Aortic Aneurysms: Causes, Symptoms, and Treatments

An aortic aneurysm is a localized bulge or swelling in the wall of the aorta. This large artery originates from the heart, extending through the chest and abdomen, and distributes blood throughout the body. It occurs when a weakened aortic wall segment expands under blood pressure, risking rupture or dissection.

Types of Aortic Aneurysms

Aortic aneurysms are primarily categorized by their location. Abdominal aortic aneurysms (AAA) occur in the abdominal aorta and are the most common type. These typically develop below the renal arteries, which supply blood to the kidneys.

Thoracic aortic aneurysms (TAA) form in the chest aorta. They include aneurysms of the aortic root, ascending aorta, aortic arch, and descending aorta. Less common than AAAs, TAAs also pose health risks.
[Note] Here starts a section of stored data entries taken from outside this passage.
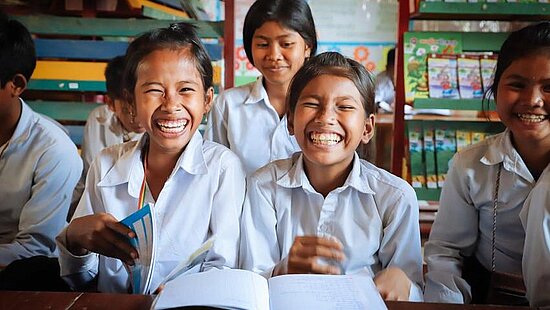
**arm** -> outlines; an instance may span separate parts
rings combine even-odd
[[[222,171],[219,180],[216,180],[218,189],[213,197],[210,218],[210,231],[216,235],[216,241],[208,253],[203,270],[238,266],[239,222],[246,176],[239,159],[233,153],[227,151],[221,160]]]
[[[472,255],[479,217],[469,194],[467,170],[455,155],[430,238],[424,247],[428,264],[424,299],[430,302],[468,303],[470,285],[462,278],[463,256]]]
[[[549,166],[550,167],[550,166]],[[550,169],[525,201],[523,278],[531,306],[550,306]],[[522,214],[522,217],[524,214]],[[525,218],[522,218],[525,219]]]
[[[73,189],[82,172],[74,146],[55,144],[36,164],[30,197],[22,206],[14,240],[0,245],[0,265],[36,255],[51,256],[55,236],[66,225]]]
[[[407,185],[383,219],[384,234],[378,257],[382,268],[375,277],[385,299],[422,301],[422,253],[418,202]]]
[[[61,277],[75,289],[89,287],[98,274],[99,254],[116,257],[132,265],[137,258],[127,237],[133,232],[110,214],[104,213],[96,184],[100,160],[93,162],[86,188],[73,220],[56,241],[59,247]]]
[[[227,103],[225,101],[224,94],[220,94],[216,98],[212,109],[208,114],[208,121],[206,130],[204,131],[204,138],[220,144],[223,144],[230,148],[227,130]]]
[[[269,278],[273,267],[281,260],[277,240],[277,214],[275,206],[252,176],[241,219],[240,268],[261,273]]]

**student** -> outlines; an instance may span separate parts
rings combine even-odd
[[[229,147],[246,173],[299,150],[287,129],[290,80],[317,50],[317,34],[305,0],[258,0],[243,27],[246,56],[262,76],[216,99],[205,137]]]
[[[425,245],[427,301],[483,303],[493,269],[521,274],[518,215],[550,162],[549,52],[548,22],[512,32],[500,49],[486,95],[506,130],[452,160]]]
[[[71,139],[20,98],[36,66],[29,31],[0,15],[0,266],[57,256],[82,161]]]
[[[214,234],[201,270],[236,267],[245,174],[230,150],[197,132],[213,96],[199,37],[184,23],[152,30],[130,44],[126,59],[125,92],[146,134],[92,163],[73,220],[57,238],[61,276],[77,289],[97,281],[101,292],[127,292],[123,265],[137,252],[118,222],[147,203],[162,227],[151,287]]]
[[[520,213],[525,227],[522,270],[532,307],[550,306],[550,165],[531,190]]]
[[[386,57],[386,70],[380,72],[374,80],[374,102],[377,107],[385,112],[392,112],[395,101],[394,87],[395,73],[395,48],[388,51]]]
[[[84,126],[84,136],[82,138],[84,171],[73,195],[68,220],[71,219],[82,196],[86,174],[94,157],[108,146],[139,140],[141,134],[145,131],[136,121],[135,115],[131,113],[128,103],[124,100],[122,93],[123,71],[124,56],[113,58],[105,69],[106,104],[95,108],[88,116],[86,126]]]
[[[385,299],[421,300],[414,190],[355,153],[374,134],[369,72],[322,53],[298,71],[288,103],[302,152],[249,177],[241,267],[266,277],[364,272]]]

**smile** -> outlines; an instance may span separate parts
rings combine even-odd
[[[313,144],[331,146],[342,141],[342,136],[337,133],[312,132],[309,134],[309,139]]]
[[[524,113],[518,113],[516,114],[518,118],[524,122],[528,123],[540,123],[548,118],[548,115],[541,115],[541,114],[524,114]]]
[[[161,120],[157,121],[157,126],[162,132],[180,133],[187,127],[187,120]]]

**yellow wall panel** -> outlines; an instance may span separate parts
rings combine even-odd
[[[37,61],[33,79],[105,81],[105,62]]]

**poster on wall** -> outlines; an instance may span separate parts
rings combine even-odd
[[[235,0],[235,85],[260,75],[246,57],[242,25],[254,0]],[[362,63],[373,74],[385,70],[395,46],[397,0],[308,1],[318,35],[317,52],[336,51]]]

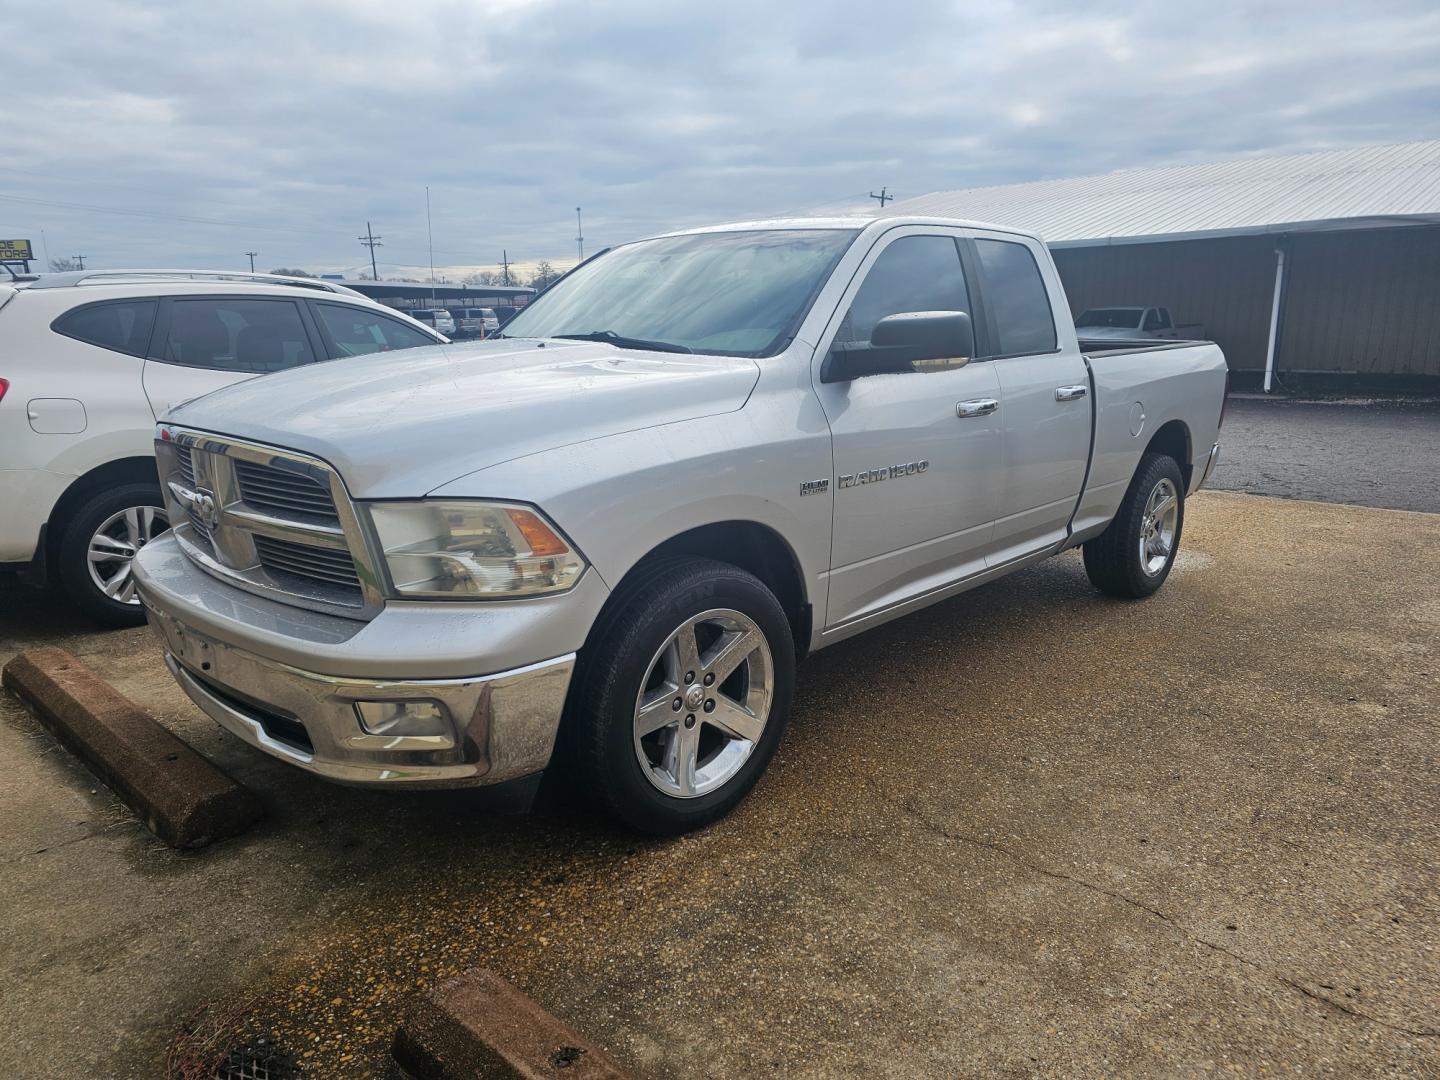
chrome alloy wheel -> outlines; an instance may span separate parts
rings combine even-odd
[[[1140,522],[1140,566],[1149,576],[1165,569],[1179,521],[1180,495],[1173,481],[1162,478],[1145,500],[1145,517]]]
[[[681,623],[650,661],[635,699],[646,779],[692,799],[740,771],[770,717],[775,664],[753,619],[729,608]]]
[[[137,551],[168,528],[170,522],[158,506],[131,506],[111,514],[90,537],[86,556],[91,582],[111,600],[139,604],[130,564]]]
Aneurysms are also described by their shape. Fusiform aneurysms are symmetrical, spindle-shaped bulges involving the entire circumference of the aortic wall. Saccular aneurysms are asymmetrical, blister-like outpouchings affecting only a localized portion of the aortic wall.

Causes and Risk Factors

The development of an aortic aneurysm is often linked to a weakening of the aortic wall. Atherosclerosis, the buildup of fatty plaques in arteries, is a common contributor, leading to hardening and narrowing of blood vessels. High blood pressure exerts increased force against the aortic walls, promoting weakening and expansion.

Smoking is a strong risk factor, especially for abdominal aortic aneurysms, and can accelerate their growth. Genetic predispositions also play a role; a family history of aortic aneurysms increases an individual’s susceptibility, with approximately one in five people having a first-degree relative affected by an abdominal aortic aneurysm.
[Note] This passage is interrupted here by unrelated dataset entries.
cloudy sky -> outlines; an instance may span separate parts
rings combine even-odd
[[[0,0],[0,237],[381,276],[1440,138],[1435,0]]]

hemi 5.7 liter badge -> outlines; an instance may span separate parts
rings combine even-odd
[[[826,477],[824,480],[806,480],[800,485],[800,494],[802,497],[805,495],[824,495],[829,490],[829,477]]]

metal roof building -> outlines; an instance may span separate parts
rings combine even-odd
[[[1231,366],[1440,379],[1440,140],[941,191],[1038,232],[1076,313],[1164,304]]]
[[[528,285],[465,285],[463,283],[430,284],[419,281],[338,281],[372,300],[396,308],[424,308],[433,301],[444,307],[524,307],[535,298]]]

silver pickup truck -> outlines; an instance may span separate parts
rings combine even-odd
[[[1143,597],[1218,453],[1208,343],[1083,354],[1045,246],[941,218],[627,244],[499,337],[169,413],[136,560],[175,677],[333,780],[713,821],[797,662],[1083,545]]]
Inherited conditions, such as Marfan syndrome, Ehlers-Danlos syndrome, and Loeys-Dietz syndrome, are associated with weakened connective tissues, including the aorta, making individuals more prone to aneurysm formation. A bicuspid aortic valve, where the heart’s aortic valve has two leaflets instead of the usual three, also elevates the risk. Less common causes include severe trauma and infections that can directly damage the aortic wall.

Symptoms and Diagnosis

Aortic aneurysms often develop silently, with no noticeable symptoms in their early stages. Many are discovered incidentally during medical imaging for unrelated health concerns. This asymptomatic nature highlights why regular check-ups are important for those with risk factors.

When symptoms do occur, they relate to the aneurysm’s size, location, or rapid expansion/leakage. An abdominal aortic aneurysm may cause a pulsating sensation in the abdomen or persistent pain in the abdomen or back, which can sometimes radiate to the buttocks and legs. For thoracic aortic aneurysms, individuals may experience chest or upper back pain, hoarseness, or difficulty swallowing due to pressure on surrounding structures.

Diagnosis relies on imaging tests to visualize the aorta. An abdominal ultrasound is often used for initial screening and to monitor abdominal aortic aneurysm size over time. If an aneurysm is suspected, a Computed Tomography (CT) scan provides more detailed cross-sectional images, revealing the aneurysm’s precise size, shape, and location. Magnetic Resonance Imaging (MRI) offers another detailed view of the aorta, using magnetic fields and radio waves. Echocardiography may be used to assess thoracic aneurysms.

Monitoring and Treatment

Management of an aortic aneurysm depends on its size, growth rate, and whether it is causing symptoms. For smaller aneurysms that are not rapidly enlarging, a strategy known as watchful waiting or active surveillance is used. This involves regular imaging tests, such as ultrasound, CT scans, or MRI, to monitor the aneurysm’s size. For instance, abdominal aortic aneurysms measuring between 3.0 and 3.4 centimeters might be monitored with an ultrasound every three years, while those 3.5 to 4.4 centimeters may require yearly surveillance.

Active treatment is considered for aneurysms that are larger, growing rapidly, or causing symptoms, as these factors increase the risk of rupture. Generally, intervention is recommended for abdominal aortic aneurysms reaching approximately 5.5 centimeters, though this can be individualized based on patient factors like age and overall health. Two primary surgical approaches are available.

Open surgical repair involves an incision to access the aorta, where the weakened segment is removed and replaced with a synthetic graft. This well-established procedure offers a durable repair.

Alternatively, endovascular aneurysm repair (EVAR for abdominal, TEVAR for thoracic) is a less invasive technique. It uses small punctures, often in the groin, to guide a catheter to the aneurysm site. A stent graft, a fabric tube supported by a metal mesh, is then deployed within the aorta to reinforce the weakened area and redirect blood flow, effectively excluding the aneurysm from circulation. While endovascular approaches offer benefits like shorter hospital stays and faster recovery, they often require ongoing surveillance due to potential for secondary interventions.